So Dad started cooking for selfish reasons; he was tired of charred Frito Pie. Dad was a pharmacist by trade, and his chemistry know-how came in handy. His sauces were emulsified, his sautéed onions caramelized, his salmon perfectly seared. Mom, the first to recognize her shortcomings, was happy to turn over the reins.
Now when we cook together, Dad can relive his childhood, and I can remake mine. My father knows that producing beautiful meals is one of my ways of ensuring that despite divorce, my children have a warm and loving home. As I watch him now, digging into his pasta with gusto, I know that in the kitchen, I earn his respect.
“I need to leave room for dessert,” Dad says, pushing his salad away while reaching for more garlic bread. He has stage 4 prostate cancer but is convinced he is going to beat it. He survived a childhood in Depression-era Alabama, where his family was so poor, he swears his grandmother sifted the dirt on the floor for salt. Cancer? “No problem,” he says. “I’m going to whip the fool out of this thing.” I believe him, too. As he devours his food, he doesn’t look like a dying man to me.

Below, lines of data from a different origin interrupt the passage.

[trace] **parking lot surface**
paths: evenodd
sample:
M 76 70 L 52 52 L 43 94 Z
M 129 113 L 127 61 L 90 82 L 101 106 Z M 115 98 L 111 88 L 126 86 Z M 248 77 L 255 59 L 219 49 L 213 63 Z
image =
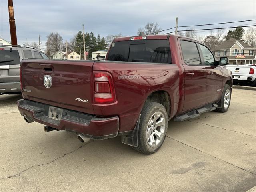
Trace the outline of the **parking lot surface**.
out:
M 81 143 L 28 124 L 0 96 L 1 191 L 246 191 L 256 185 L 256 91 L 233 89 L 226 113 L 170 121 L 156 153 L 120 138 Z

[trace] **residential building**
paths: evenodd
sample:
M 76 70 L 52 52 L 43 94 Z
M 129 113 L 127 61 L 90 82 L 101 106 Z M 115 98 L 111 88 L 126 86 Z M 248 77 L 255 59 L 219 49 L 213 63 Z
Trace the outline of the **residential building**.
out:
M 63 56 L 64 54 L 66 54 L 66 52 L 58 51 L 53 54 L 52 55 L 50 56 L 50 58 L 52 59 L 65 59 Z
M 66 59 L 66 53 L 63 55 L 63 59 Z M 73 51 L 68 52 L 68 60 L 80 60 L 80 55 Z
M 92 52 L 92 60 L 96 61 L 105 60 L 107 52 L 108 50 L 99 50 L 98 51 Z
M 12 45 L 12 44 L 6 40 L 4 40 L 2 37 L 0 37 L 0 46 Z
M 212 49 L 217 60 L 227 56 L 231 65 L 256 64 L 256 48 L 235 39 L 230 39 Z

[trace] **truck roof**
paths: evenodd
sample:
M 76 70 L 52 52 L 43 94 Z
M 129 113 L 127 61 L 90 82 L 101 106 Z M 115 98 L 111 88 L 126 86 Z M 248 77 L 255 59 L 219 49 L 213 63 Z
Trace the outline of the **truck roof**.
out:
M 172 38 L 177 38 L 179 37 L 184 38 L 188 39 L 190 39 L 191 40 L 193 40 L 193 41 L 196 41 L 199 42 L 199 41 L 192 39 L 192 38 L 190 38 L 189 37 L 186 37 L 185 36 L 182 36 L 181 35 L 174 35 L 174 34 L 168 34 L 166 35 L 142 35 L 142 36 L 138 36 L 138 35 L 135 35 L 134 36 L 130 36 L 127 37 L 117 37 L 116 38 L 115 38 L 114 40 L 114 42 L 116 42 L 118 41 L 128 41 L 130 40 L 131 37 L 140 37 L 140 36 L 146 36 L 147 39 L 168 39 L 170 38 L 170 37 L 172 37 Z

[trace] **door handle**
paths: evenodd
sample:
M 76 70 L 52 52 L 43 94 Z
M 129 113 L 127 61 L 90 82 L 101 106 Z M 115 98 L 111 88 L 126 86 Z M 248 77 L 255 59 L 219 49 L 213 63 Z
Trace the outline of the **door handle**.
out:
M 187 76 L 194 76 L 195 75 L 194 73 L 187 73 L 186 74 Z
M 39 64 L 40 66 L 46 72 L 52 72 L 53 70 L 53 67 L 52 64 Z

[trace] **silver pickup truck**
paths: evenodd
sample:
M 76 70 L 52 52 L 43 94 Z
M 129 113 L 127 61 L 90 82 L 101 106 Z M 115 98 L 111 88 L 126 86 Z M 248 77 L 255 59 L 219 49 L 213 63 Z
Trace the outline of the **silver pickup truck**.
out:
M 0 46 L 0 95 L 20 93 L 20 64 L 24 58 L 49 59 L 29 47 Z
M 228 65 L 227 69 L 232 72 L 233 84 L 256 86 L 256 66 L 255 64 L 245 65 Z

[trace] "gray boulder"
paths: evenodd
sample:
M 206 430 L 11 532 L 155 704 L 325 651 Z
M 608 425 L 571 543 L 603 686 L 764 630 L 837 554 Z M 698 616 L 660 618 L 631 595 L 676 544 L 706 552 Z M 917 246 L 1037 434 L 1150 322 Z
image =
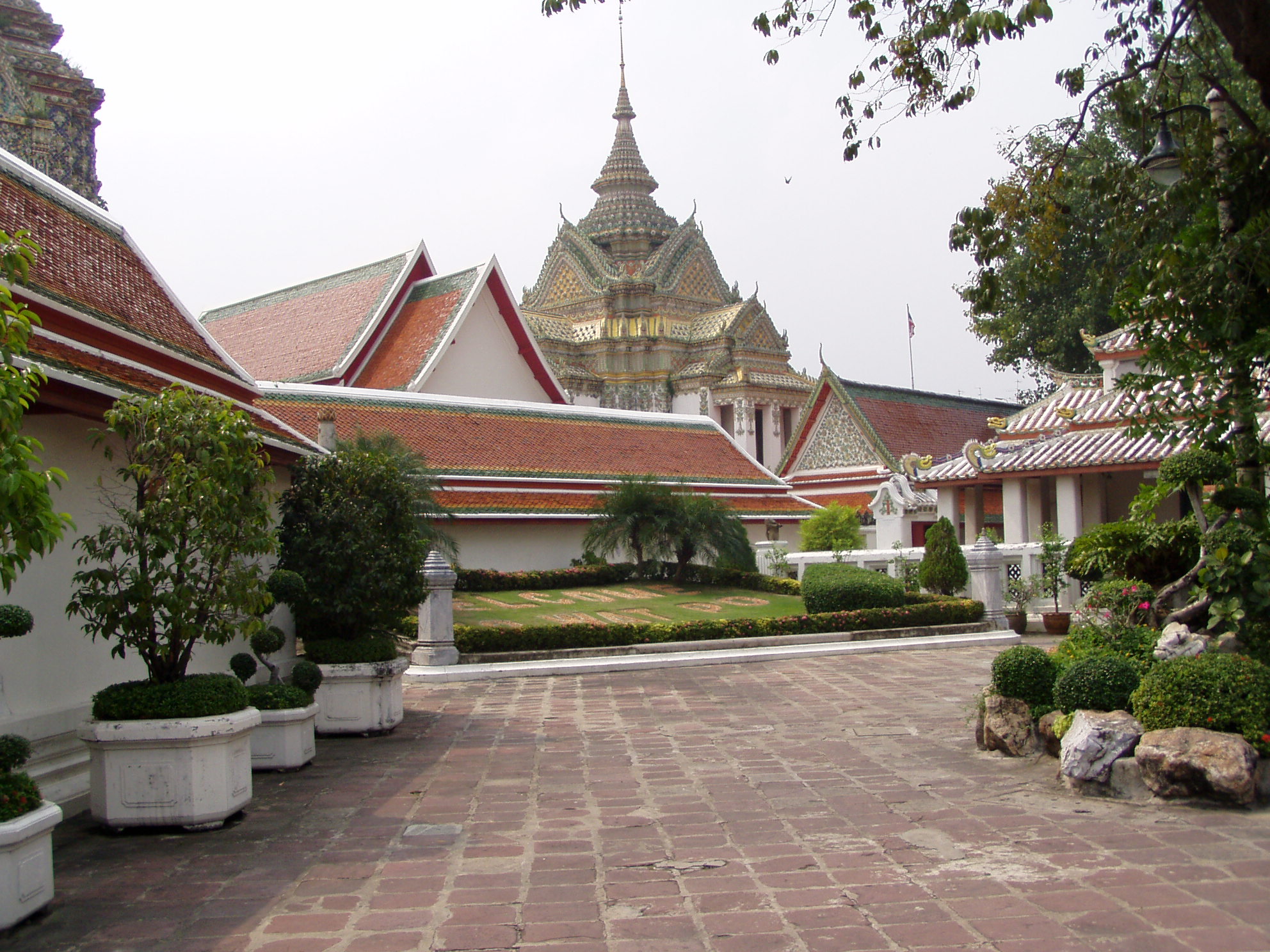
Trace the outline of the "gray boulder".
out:
M 1251 803 L 1257 754 L 1238 734 L 1200 727 L 1148 731 L 1134 751 L 1142 781 L 1162 797 L 1214 797 Z
M 984 698 L 983 744 L 1010 757 L 1027 757 L 1040 749 L 1027 702 L 992 694 Z
M 1105 783 L 1111 764 L 1133 751 L 1142 725 L 1126 711 L 1077 711 L 1063 735 L 1058 769 L 1064 777 Z

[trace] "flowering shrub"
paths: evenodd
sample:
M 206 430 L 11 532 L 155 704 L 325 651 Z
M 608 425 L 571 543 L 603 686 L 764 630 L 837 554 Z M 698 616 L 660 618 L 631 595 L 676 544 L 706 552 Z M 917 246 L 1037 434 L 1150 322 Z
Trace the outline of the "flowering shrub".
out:
M 1144 581 L 1107 579 L 1081 599 L 1076 622 L 1102 628 L 1149 625 L 1153 621 L 1151 603 L 1154 598 L 1156 590 Z
M 817 635 L 828 631 L 956 625 L 977 622 L 982 617 L 982 602 L 960 598 L 921 602 L 899 608 L 861 608 L 853 612 L 794 614 L 785 618 L 702 619 L 678 625 L 526 625 L 518 628 L 456 625 L 455 646 L 462 654 L 556 651 L 569 647 L 611 647 L 668 641 L 712 641 L 777 635 Z

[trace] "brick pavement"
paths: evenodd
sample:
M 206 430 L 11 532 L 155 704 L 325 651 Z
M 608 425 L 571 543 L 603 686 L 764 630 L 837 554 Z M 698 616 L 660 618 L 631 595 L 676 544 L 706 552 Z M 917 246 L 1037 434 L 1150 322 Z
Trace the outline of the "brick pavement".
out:
M 992 654 L 411 688 L 224 830 L 62 824 L 0 949 L 1270 949 L 1270 814 L 977 751 Z

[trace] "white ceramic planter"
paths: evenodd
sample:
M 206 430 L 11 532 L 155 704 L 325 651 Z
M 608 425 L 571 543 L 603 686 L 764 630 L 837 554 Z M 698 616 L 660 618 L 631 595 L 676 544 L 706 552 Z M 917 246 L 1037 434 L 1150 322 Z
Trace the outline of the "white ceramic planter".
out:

“He must be wasting away,” a friend says when I recount the litany of illnesses he is suffering from. In addition to cancer, my father has congestive heart failure, congenital lung disease and only one functioning kidney.
“Nope, not Dad,” I reply. “The man loves to eat.” When one of his children isn’t there to monitor meals, his caregiver feeds him a steady diet of red meat, processed foods and ice cream, all, he insists, doctor approved.

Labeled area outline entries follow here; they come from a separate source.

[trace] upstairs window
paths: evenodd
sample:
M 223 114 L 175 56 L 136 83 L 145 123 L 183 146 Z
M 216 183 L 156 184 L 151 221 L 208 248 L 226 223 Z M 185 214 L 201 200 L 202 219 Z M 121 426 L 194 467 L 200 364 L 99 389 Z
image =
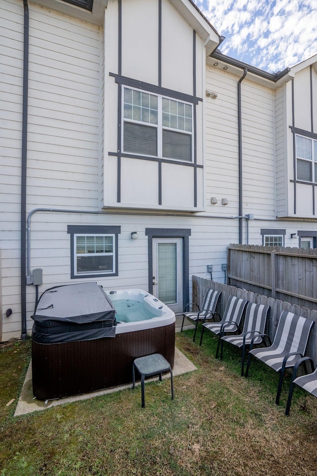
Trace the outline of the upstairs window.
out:
M 193 106 L 124 88 L 122 152 L 191 162 Z
M 317 140 L 296 134 L 297 180 L 317 182 Z
M 285 246 L 286 230 L 272 228 L 262 228 L 262 244 L 264 246 Z

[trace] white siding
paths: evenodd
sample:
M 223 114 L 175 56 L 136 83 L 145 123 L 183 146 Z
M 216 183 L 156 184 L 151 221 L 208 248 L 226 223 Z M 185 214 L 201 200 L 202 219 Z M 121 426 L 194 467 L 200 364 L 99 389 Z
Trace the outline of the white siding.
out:
M 0 108 L 2 321 L 0 340 L 21 332 L 20 212 L 23 6 L 1 2 Z M 35 208 L 97 209 L 100 118 L 99 27 L 29 5 L 27 211 Z M 57 274 L 69 267 L 55 251 L 59 235 L 42 224 L 36 241 Z M 68 237 L 67 237 L 68 238 Z M 53 240 L 52 241 L 52 240 Z M 58 248 L 58 247 L 57 247 Z M 67 249 L 67 256 L 69 250 Z M 50 255 L 51 257 L 50 258 Z M 34 264 L 34 263 L 33 263 Z M 33 269 L 33 268 L 32 268 Z M 33 287 L 27 289 L 30 315 Z M 13 310 L 8 319 L 5 311 Z M 30 323 L 28 323 L 30 328 Z

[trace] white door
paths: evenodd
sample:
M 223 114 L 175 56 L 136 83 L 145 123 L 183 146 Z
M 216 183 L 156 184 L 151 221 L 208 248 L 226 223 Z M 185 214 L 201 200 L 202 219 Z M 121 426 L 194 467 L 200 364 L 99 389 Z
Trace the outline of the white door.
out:
M 314 238 L 303 237 L 301 238 L 301 248 L 314 248 Z
M 183 311 L 183 238 L 153 238 L 153 295 L 174 311 Z

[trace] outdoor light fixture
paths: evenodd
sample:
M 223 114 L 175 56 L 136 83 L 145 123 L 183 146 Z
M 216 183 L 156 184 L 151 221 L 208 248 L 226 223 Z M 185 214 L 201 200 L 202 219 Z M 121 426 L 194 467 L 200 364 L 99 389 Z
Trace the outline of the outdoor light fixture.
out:
M 206 96 L 208 98 L 211 98 L 211 99 L 216 99 L 218 97 L 216 93 L 214 93 L 212 91 L 209 91 L 206 89 Z

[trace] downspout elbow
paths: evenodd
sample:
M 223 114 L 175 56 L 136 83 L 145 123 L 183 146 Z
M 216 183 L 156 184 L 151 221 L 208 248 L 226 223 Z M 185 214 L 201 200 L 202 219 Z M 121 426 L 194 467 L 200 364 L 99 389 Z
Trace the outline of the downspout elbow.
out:
M 242 127 L 241 114 L 241 83 L 248 73 L 248 69 L 245 68 L 243 74 L 238 81 L 238 140 L 239 144 L 239 216 L 243 215 L 243 202 L 242 189 Z M 243 218 L 239 220 L 239 242 L 242 244 Z

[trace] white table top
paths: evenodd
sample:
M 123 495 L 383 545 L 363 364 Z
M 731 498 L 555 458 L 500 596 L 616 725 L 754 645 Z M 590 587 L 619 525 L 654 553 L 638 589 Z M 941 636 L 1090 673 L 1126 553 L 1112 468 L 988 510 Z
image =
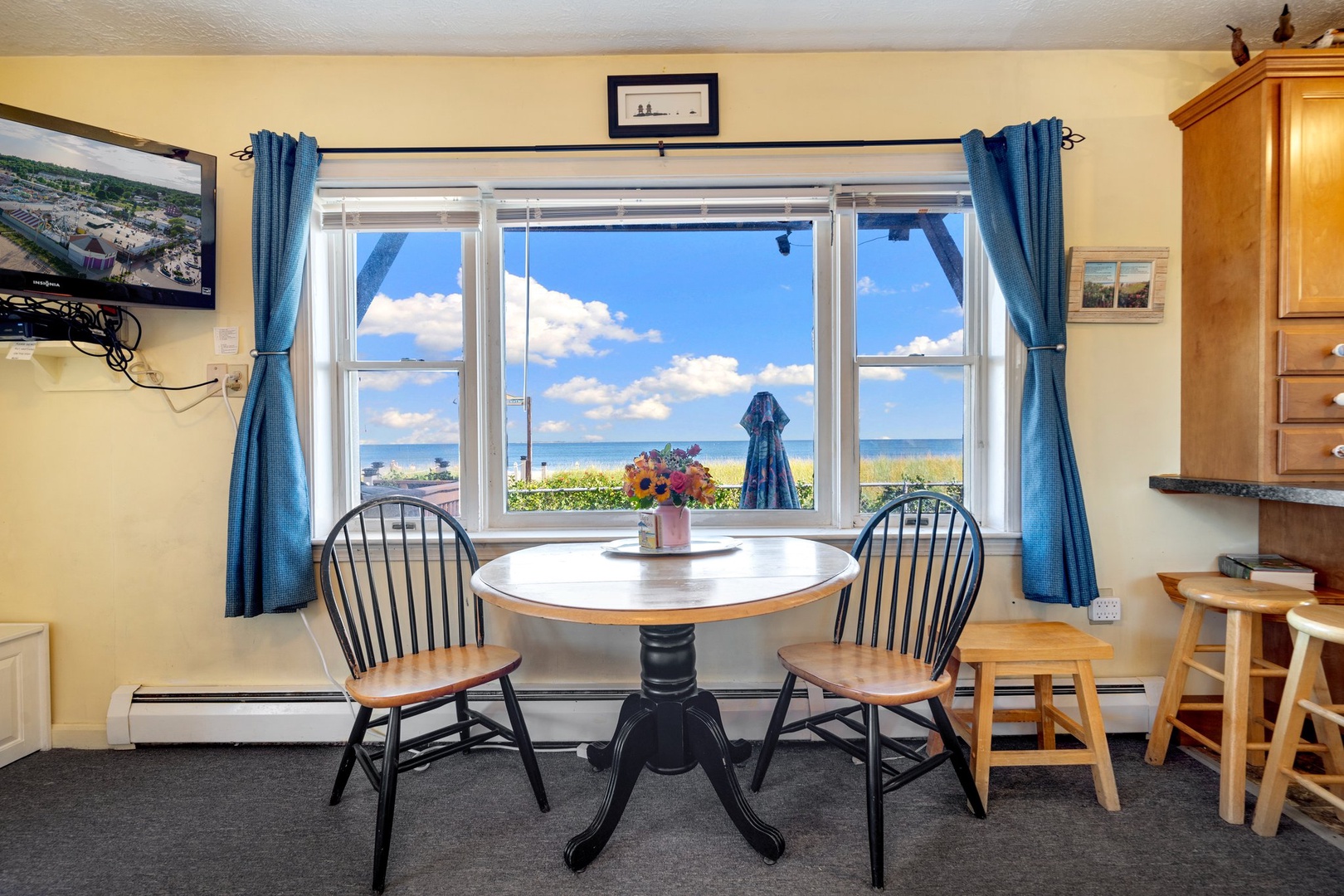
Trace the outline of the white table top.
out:
M 617 556 L 601 543 L 570 543 L 491 560 L 472 587 L 495 606 L 546 619 L 683 625 L 786 610 L 857 575 L 847 552 L 804 539 L 743 539 L 735 551 L 702 556 Z

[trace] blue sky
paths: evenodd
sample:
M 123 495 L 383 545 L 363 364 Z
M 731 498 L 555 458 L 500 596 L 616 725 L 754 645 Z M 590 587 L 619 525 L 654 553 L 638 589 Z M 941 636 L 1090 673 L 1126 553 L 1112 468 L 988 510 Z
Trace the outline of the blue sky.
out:
M 961 222 L 948 218 L 962 242 Z M 754 392 L 789 414 L 789 439 L 814 431 L 812 232 L 547 231 L 531 234 L 528 392 L 538 442 L 746 439 Z M 376 242 L 362 234 L 359 262 Z M 962 316 L 918 228 L 907 242 L 860 231 L 859 352 L 957 355 Z M 505 352 L 523 394 L 524 239 L 505 251 Z M 411 234 L 359 336 L 362 359 L 461 357 L 461 238 Z M 960 438 L 960 368 L 876 371 L 860 382 L 860 437 Z M 360 441 L 456 441 L 453 376 L 362 379 Z M 521 408 L 509 441 L 521 442 Z

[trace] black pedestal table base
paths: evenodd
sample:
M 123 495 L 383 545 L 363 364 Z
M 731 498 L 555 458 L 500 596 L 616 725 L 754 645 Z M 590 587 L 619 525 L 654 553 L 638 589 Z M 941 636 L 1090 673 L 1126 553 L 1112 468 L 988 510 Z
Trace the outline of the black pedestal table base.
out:
M 696 766 L 751 848 L 767 861 L 778 858 L 784 837 L 751 810 L 732 770 L 751 755 L 751 746 L 728 740 L 719 701 L 695 684 L 694 625 L 640 626 L 640 693 L 621 704 L 612 740 L 589 747 L 589 762 L 594 768 L 610 768 L 612 778 L 597 818 L 564 848 L 564 864 L 579 872 L 597 858 L 641 771 L 680 775 Z

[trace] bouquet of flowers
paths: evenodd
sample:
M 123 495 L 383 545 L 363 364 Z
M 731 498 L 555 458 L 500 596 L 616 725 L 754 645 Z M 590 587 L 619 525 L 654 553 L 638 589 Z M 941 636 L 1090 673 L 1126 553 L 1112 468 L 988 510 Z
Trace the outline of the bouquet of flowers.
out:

Six months later, I am back in Wyoming looking at a man I grew up thinking was a cross between John Wayne and James Bond. But this time, he isn’t wearing his cowboy boots or shooting clay targets or telling tall tales with his buddies. Instead, he is wadded up in his recliner with an oxygen tube in his nose, his skin as gray as the ashes from the cigars he used to smoke. The table beside him is cluttered with pill bottles, crumpled paper towels, empty water glasses and the Wall Street Journal.
“What have you been eating, Dad?” I ask. “A little Jell-O,” he mumbles. “Chocolate Ensure.” Jell-O and Ensure? This I can’t digest. Dad has been telling all of us that he is fine, that the chemo is working. This is a man who used to blow snakes’ heads off with a shotgun when they slithered into our backyard in Texas, then chop the bodies with a hoe for good measure. Now he can’t stand up on his own.

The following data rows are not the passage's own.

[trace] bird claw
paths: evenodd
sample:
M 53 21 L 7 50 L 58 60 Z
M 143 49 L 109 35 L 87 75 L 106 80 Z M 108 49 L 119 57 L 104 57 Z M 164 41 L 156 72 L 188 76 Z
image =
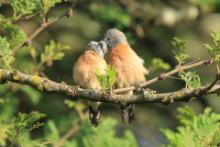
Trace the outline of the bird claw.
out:
M 141 87 L 139 84 L 135 85 L 135 91 L 137 91 L 138 93 L 141 93 L 144 91 L 144 88 Z
M 99 121 L 100 121 L 100 118 L 101 118 L 101 111 L 100 109 L 98 108 L 98 110 L 94 110 L 92 109 L 92 107 L 90 106 L 89 107 L 89 119 L 90 119 L 90 122 L 91 124 L 94 126 L 94 127 L 97 127 L 98 124 L 99 124 Z

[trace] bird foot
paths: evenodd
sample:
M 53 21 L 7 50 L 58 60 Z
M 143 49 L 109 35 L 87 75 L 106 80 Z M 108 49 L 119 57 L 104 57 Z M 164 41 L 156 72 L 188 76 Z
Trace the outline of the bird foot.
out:
M 94 110 L 94 109 L 90 106 L 90 107 L 89 107 L 89 119 L 90 119 L 91 124 L 92 124 L 94 127 L 97 127 L 97 126 L 98 126 L 99 121 L 100 121 L 100 118 L 101 118 L 101 111 L 100 111 L 100 109 L 98 108 L 98 110 Z

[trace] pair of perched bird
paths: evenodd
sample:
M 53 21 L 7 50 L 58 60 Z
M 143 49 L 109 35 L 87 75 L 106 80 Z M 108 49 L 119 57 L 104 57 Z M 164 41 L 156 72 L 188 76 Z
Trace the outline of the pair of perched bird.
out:
M 108 53 L 107 63 L 104 55 Z M 145 81 L 148 70 L 144 67 L 144 61 L 130 47 L 125 34 L 118 29 L 109 29 L 102 41 L 91 41 L 86 51 L 79 57 L 73 67 L 73 79 L 75 84 L 82 88 L 101 90 L 96 78 L 97 70 L 104 74 L 107 64 L 114 66 L 116 71 L 116 88 L 123 88 L 140 84 Z M 133 91 L 123 94 L 133 94 Z M 94 126 L 100 119 L 100 103 L 93 103 L 89 108 L 89 118 Z M 121 117 L 125 123 L 134 119 L 133 106 L 121 106 Z

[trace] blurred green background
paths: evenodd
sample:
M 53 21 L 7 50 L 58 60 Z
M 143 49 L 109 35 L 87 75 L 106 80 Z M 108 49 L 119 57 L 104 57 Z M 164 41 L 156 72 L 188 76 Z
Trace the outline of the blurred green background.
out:
M 0 1 L 0 14 L 12 16 L 10 1 Z M 68 9 L 67 2 L 56 4 L 47 17 L 56 17 Z M 219 0 L 78 0 L 73 9 L 73 16 L 64 18 L 45 29 L 34 39 L 33 47 L 38 54 L 44 46 L 55 40 L 70 46 L 62 60 L 45 67 L 44 73 L 55 81 L 73 84 L 72 67 L 86 44 L 98 41 L 109 28 L 118 28 L 126 33 L 132 48 L 145 60 L 145 66 L 152 68 L 152 61 L 160 58 L 175 67 L 177 62 L 172 54 L 171 40 L 174 36 L 187 42 L 187 54 L 190 59 L 209 58 L 204 43 L 210 41 L 209 33 L 220 31 L 220 1 Z M 28 35 L 39 27 L 38 16 L 16 23 Z M 31 58 L 28 49 L 19 50 L 13 68 L 26 73 L 33 72 L 36 62 Z M 201 77 L 202 84 L 214 79 L 213 67 L 193 69 Z M 153 70 L 147 79 L 164 72 L 163 69 Z M 158 92 L 172 92 L 184 87 L 184 82 L 168 79 L 151 85 Z M 53 120 L 60 134 L 64 134 L 75 122 L 76 112 L 64 103 L 67 97 L 54 93 L 44 93 L 29 86 L 7 83 L 0 85 L 0 98 L 8 99 L 0 104 L 2 120 L 13 117 L 18 112 L 37 110 L 46 114 L 46 120 Z M 196 112 L 205 107 L 220 112 L 220 99 L 217 96 L 198 97 L 188 103 L 139 104 L 135 106 L 135 121 L 132 124 L 122 124 L 118 106 L 103 104 L 102 121 L 112 117 L 118 120 L 115 127 L 117 135 L 125 130 L 131 130 L 141 147 L 157 147 L 166 140 L 160 128 L 175 128 L 177 120 L 176 109 L 189 105 Z M 39 135 L 41 131 L 33 134 Z M 35 136 L 33 135 L 33 136 Z M 62 136 L 62 135 L 61 135 Z M 95 140 L 94 140 L 95 141 Z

He perks up a bit, though, happy for my company, and we spend the rest of the afternoon remembering old times. I regale his caregiver with stories about growing up in small-town Texas and working in our family pharmacy—the time old man Stephens got locked in the store overnight, the asphidity we sold to people to keep away the “evil spirits,” Miss Louise and the way she used to run her tongue around that strawberry ice cream cone.
“We had a lot of fun, Jannie,” Dad says, laughing. “But we didn’t know it at the time.”
“Well, we know it now, Dad,” I tell him, “and that’s all that matters.”
Then, because it’s what we’ve always done, I cook a feast for him—chicken stuffed with goat cheese and dried cherries, oven-roasted asparagus and his mother’s chocolate Coca-Cola cake, a recipe so delicious that when I make it for my children, they eat it straight out of the pan with a spoon.
But Dad eats almost nothing. He is exhausted. I sit across from him, choking down my food, hoping against hope that the love I have poured into our dinner will magically cure him, even if I am the only one eating. Fat tears fall onto my plate as I watch him doze in and out of consciousness. For the first time, food can’t heal either one of us.
“You don’t understand, Jannie,” he says when I wave the cocoa-scented cake under his nose in an attempt to entice him. “Nothing matters.”